Na alimentação, animais podem ser acompanhados e registrados continuamente enquanto passam por toda a cadeia produtiva — do pasto ao prato, passando pelo frigorífico e pelo supermercado — permitindo que focos de contaminação sejam descobertos e datas de validade, continuamente checadas.

Na burocracia estatal, registros de propriedade e documentos poderão estar numa lista descentralizada e 100% transparente. Pense num mundo sem RGI, reconhecimento de firma, procuração por instrumento público, etc…  Na hora de escolher seus representantes, o eleitor poderá votar de casa, usando o blockchain, num sistema muito mais seguro do que as máquinas existentes hoje, impossibilitando fraudes e quase eliminando o custo de uma eleição.
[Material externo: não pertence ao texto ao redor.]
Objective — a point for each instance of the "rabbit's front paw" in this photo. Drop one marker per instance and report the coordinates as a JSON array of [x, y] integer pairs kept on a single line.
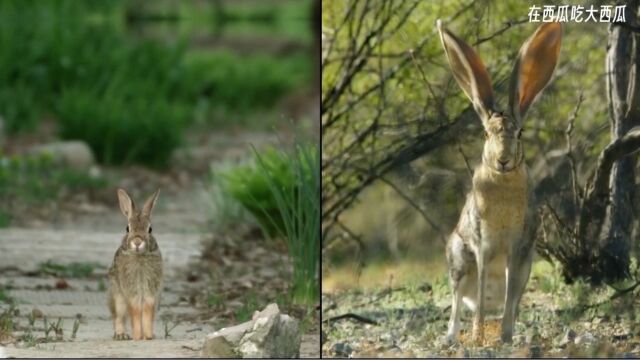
[[123, 336]]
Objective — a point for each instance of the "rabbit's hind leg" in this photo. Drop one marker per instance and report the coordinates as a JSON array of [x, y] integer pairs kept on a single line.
[[118, 308], [148, 314]]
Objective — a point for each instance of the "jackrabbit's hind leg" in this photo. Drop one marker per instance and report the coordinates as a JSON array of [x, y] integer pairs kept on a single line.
[[517, 276], [148, 314], [118, 308]]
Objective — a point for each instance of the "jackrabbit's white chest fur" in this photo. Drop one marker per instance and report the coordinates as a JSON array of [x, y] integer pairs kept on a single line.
[[501, 201]]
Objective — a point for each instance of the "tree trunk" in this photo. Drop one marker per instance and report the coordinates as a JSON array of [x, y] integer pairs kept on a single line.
[[622, 62]]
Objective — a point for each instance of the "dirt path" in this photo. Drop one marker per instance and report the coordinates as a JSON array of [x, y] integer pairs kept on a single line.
[[92, 238]]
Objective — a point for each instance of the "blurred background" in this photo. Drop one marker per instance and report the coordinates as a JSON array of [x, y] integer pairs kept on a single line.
[[213, 101]]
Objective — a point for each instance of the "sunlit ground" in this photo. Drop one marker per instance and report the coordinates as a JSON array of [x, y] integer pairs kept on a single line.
[[410, 301]]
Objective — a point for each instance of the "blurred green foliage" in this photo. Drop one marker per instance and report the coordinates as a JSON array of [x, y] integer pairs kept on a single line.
[[281, 189], [130, 97], [37, 179]]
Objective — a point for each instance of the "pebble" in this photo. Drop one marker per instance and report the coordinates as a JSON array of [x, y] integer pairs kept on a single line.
[[585, 339]]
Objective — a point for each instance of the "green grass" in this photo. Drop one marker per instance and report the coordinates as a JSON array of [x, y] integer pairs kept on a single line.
[[130, 98], [35, 180], [298, 206], [281, 189], [71, 270], [249, 184]]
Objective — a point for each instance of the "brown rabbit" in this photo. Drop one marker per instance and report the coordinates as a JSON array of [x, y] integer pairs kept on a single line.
[[135, 277], [488, 254]]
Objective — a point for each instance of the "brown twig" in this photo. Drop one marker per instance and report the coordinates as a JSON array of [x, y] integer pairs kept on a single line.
[[351, 316]]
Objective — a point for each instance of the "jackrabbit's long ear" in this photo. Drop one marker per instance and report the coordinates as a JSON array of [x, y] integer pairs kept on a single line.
[[534, 66], [126, 204], [150, 203], [469, 71]]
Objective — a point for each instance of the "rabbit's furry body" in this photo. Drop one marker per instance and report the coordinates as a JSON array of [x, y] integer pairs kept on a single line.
[[136, 274]]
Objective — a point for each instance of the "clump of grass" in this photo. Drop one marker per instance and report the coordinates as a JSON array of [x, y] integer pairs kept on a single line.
[[281, 189], [298, 207], [250, 185]]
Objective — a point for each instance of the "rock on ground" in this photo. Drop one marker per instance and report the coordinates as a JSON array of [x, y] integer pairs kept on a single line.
[[269, 334]]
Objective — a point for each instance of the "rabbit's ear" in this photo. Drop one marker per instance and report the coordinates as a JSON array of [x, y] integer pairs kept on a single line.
[[150, 204], [126, 204], [469, 72], [534, 66]]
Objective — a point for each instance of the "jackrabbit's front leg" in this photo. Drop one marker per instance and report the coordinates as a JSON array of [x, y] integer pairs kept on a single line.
[[148, 313], [478, 321], [518, 271]]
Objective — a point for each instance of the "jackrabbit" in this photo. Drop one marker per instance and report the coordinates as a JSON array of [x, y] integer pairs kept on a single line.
[[489, 252], [135, 276]]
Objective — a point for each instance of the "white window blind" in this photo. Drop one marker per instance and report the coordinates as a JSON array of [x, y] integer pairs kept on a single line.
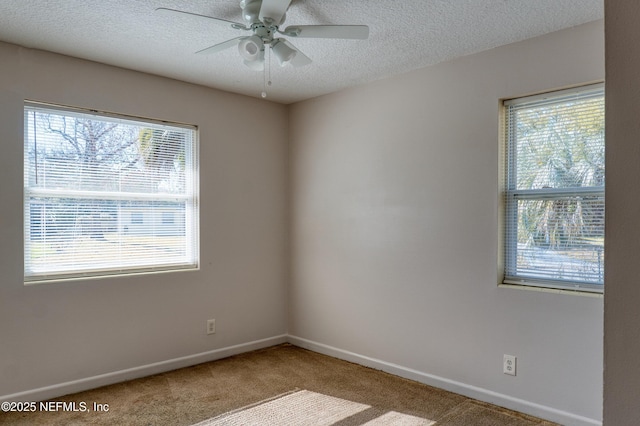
[[99, 191], [554, 198]]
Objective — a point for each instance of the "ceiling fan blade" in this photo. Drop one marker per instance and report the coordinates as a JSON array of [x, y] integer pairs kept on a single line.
[[274, 9], [220, 46], [300, 59], [173, 12], [356, 32]]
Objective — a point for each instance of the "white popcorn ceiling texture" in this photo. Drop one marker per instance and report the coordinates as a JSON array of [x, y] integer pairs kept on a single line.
[[404, 35]]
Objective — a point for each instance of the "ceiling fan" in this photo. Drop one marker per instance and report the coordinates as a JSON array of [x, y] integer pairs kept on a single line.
[[263, 19]]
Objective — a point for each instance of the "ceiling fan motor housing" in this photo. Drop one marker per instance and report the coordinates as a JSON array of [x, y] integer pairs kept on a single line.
[[251, 13]]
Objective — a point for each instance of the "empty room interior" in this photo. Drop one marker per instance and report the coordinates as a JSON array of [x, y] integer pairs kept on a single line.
[[353, 206]]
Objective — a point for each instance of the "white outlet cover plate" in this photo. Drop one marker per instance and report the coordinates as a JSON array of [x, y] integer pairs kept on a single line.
[[509, 365]]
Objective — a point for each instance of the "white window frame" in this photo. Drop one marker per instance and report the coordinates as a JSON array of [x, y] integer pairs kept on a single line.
[[191, 257], [511, 195]]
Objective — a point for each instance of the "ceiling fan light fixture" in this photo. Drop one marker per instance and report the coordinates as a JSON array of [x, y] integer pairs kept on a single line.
[[251, 48], [283, 53]]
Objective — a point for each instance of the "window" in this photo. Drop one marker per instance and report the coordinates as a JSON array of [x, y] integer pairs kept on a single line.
[[96, 190], [554, 190]]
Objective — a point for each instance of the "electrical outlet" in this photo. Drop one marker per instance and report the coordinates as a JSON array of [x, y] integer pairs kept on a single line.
[[509, 365], [211, 326]]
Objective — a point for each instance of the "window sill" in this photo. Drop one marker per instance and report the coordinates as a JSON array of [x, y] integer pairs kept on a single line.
[[577, 292]]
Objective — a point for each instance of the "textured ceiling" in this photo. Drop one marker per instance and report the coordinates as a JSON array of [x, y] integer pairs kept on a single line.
[[404, 35]]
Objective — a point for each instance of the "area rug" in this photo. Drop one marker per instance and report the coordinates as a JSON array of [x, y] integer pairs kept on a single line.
[[306, 408]]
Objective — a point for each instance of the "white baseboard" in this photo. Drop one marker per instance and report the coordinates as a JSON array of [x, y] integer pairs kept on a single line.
[[80, 385], [549, 413], [527, 407]]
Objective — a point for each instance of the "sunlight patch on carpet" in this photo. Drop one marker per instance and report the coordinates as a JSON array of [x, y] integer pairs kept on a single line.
[[302, 408]]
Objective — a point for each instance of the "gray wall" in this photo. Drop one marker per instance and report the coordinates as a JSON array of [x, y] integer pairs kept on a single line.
[[66, 332], [622, 302], [395, 232]]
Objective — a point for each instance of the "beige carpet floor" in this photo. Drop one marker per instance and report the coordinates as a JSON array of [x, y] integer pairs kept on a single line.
[[195, 394]]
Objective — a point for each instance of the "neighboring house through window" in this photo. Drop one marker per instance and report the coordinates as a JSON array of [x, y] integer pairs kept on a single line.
[[98, 189]]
Em abril, o Japão passou a aceitar bitcoin e outras moedas digitais como meio de pagamento, e as empresas do país estão pedindo guidance sobre como adaptar sua contabilidade. Uma série de companhias em todo mundo já aceitam bitcoin como forma de pagamento.

Essa semana, a Daimler levantou € 100 milhões no mercado de dívida usando, pela primeira vez, o blockchain como plataforma de execução da transação. Normalmente, uma transação como esta levaria 10 semanas para ser executada, e a montadora alemã teria que contratar bancos de investimento para conduzir a operação.

O blockchain digitalizou todas as etapas — originação, distribuição, alocação e execução do contrato de empréstimo, até a confirmação de pagamento de amortização e juros — e eliminou a necessidade de um banco intermediário.

A revolução do blockchain é tão inevitável e abrangente quanto o ‘disruption’ que o advento do email causou à máquina de fax. Só sobreviverão a este processo as empresas que abraçarem a nova tecnologia, entendendo como ela muda seu modelo de negócio e se adaptando a isso.  E é melhor ter pressa.